Public lands are a gift for which all Americans should be grateful, and Steven Davis, a professor of political science and environmental studies, believes these lands should remain public. He builds a thorough argument in his impassioned treatise, In Defense of Public Lands, in which he views the public-versus-private debate from both sides.
Davis begins by dramatically calling attention to the vast amount of public land in the United States—almost thirty-seven percent of total land mass. He then contrasts the ownership of this land by state and federal governments with the desire to privatize it.
The author does an admirable job of positing the arguments of privatization proponents before devoting the remainder of the book to building a strong case for keeping land in public hands. The economic argument is particularly compelling; the book cites “meticulously calculated ROI studies” from the Trust for Public Land, indicating that the ROI for state land acquisition programs ranges from 400 to 1,100 percent. Davis doesn’t stop there; he also presents lucid ecological and political arguments in support of public lands.

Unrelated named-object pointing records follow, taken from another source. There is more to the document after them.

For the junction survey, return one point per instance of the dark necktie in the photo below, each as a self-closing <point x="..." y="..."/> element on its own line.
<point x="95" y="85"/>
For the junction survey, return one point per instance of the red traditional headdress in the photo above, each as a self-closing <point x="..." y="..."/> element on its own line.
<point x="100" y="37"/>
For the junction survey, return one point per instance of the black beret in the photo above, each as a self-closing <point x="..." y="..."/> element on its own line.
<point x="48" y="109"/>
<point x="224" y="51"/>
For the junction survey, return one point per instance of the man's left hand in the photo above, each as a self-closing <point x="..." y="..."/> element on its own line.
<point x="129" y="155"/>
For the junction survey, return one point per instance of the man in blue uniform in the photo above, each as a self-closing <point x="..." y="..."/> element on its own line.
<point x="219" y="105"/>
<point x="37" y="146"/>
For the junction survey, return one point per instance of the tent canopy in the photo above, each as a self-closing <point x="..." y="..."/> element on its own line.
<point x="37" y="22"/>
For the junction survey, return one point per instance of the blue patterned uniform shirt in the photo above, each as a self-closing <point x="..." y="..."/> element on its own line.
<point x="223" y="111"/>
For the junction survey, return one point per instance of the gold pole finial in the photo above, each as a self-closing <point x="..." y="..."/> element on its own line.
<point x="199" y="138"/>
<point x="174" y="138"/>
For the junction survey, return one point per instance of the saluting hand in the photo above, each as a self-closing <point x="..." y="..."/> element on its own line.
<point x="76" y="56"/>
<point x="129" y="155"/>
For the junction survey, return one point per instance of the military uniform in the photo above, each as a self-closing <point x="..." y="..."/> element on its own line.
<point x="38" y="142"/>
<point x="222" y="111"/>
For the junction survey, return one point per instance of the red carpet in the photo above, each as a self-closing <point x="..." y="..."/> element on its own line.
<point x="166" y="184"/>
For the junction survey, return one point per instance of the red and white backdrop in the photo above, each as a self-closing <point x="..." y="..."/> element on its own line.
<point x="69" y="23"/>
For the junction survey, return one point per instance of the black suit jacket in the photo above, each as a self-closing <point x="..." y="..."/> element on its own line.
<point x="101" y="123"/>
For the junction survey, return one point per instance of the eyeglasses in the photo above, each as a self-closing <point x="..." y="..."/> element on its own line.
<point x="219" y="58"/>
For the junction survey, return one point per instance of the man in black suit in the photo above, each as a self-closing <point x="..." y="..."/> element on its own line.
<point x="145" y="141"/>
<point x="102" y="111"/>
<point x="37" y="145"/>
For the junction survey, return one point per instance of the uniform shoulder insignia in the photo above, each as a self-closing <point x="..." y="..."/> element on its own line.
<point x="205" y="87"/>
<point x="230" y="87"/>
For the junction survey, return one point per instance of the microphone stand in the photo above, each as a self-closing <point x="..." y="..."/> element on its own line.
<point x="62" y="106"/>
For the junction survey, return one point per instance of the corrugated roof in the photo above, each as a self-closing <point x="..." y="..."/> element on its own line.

Davis acknowledges that the public-versus-private land debate has entered a “new era.” In what may be the most heartfelt section of the book, the author enumerates specific ways in which public lands must be defended against those seeking privatization; these arguments include “frame public lands as a patriotic imperative,” “seize the historical narrative,” and “build as broad a coalition as possible.” The book ends with an insightful assessment of “public lands over the long term,” as well as an elegantly written concluding section that answers the question, “What Are Our Public Lands For?”
This is a convincing and fervent plea for the country’s public lands, which the author calls “a unique treasure and the envy of the world” to be preserved.